Gasson, “Yüzlerce kuruluşa hizmet sunan bir şirket olarak, müşterilerimiz için beş günlük çalışma haftasının ne kadar önemli olduğunu vurguladık. Tam zamanlı olarak bu uygulamayı çok isterdik, ancak deneyimlerimiz dört günlük çalışma haftasının başarısının Birleşik Krallık iş dünyasında yaygın kültürel değişime bağlı olacağını gösterdi.” dedi.
115 çalışanı olan Thrive, yalnızca “mevsimlik bazda” dört günlük bir çalışma haftasını tam zamanlı çalışma yerine uygulayacağını duyurdu.
Araştırmacılar, dört günlük çalışma haftasının çalışanların refahında önemli iyileşmelere yol açtığını, katılımcıların iş-yaşam dengesinde, uyku kalitesinde ve stres seviyelerinde önemli bir iyileşme olduğunu belirledi.
Katılımcılar, duygusal tükenme ve tükenme oranında yüzde 14,7, algılanan streste yüzde 8,6, kaygı semptomlarında yüzde 5, uyku sorunlarında ise yüzde 20 azalma yaşadıklarını bildirdi.
Çalışanlar daha az saat çalışmalarına rağmen görevlerini tutarlı bir şekilde yerine getirerek hedef başarısında yüzde 19,4 artış gösterdi. Ayrıca, çalışanlar arasında öz güvenin arttığı gözlemlendi.

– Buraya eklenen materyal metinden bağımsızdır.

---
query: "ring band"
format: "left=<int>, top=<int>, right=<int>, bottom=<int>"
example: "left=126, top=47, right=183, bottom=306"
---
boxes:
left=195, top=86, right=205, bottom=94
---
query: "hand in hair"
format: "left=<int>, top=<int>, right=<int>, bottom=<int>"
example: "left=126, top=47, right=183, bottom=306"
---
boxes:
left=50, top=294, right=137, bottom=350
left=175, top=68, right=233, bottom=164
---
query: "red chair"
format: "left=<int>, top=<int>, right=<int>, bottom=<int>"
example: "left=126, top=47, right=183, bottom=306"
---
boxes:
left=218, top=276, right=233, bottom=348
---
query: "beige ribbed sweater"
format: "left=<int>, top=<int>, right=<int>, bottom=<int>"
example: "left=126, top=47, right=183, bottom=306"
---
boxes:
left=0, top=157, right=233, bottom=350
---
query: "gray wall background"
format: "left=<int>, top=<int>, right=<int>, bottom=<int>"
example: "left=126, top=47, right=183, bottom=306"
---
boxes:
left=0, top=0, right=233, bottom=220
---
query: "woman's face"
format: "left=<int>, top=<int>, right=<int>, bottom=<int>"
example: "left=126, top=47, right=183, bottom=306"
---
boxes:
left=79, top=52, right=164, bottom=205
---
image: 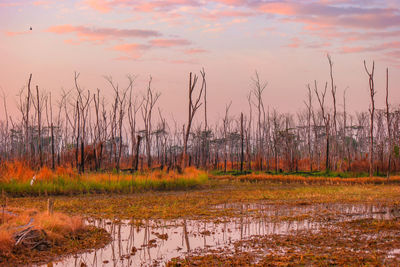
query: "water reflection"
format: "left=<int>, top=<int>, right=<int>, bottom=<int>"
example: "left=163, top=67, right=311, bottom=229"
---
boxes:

Gasson, hükümeti dört günlük çalışma haftasını daha yaygın hale getirecek politikaları değerlendirmeye çağırarak, “Bu politikalar, iş verimini artırma, refahı yükseltme ve genel olarak ülkeyi daha mutlu ve sağlıklı hale getirme potansiyeli taşıyor. İngiltere, dört günlük çalışma haftasına liderlik ederek ve öncülük yaparak bu alanda önemli adımlar atabilir.” şeklinde konuştu.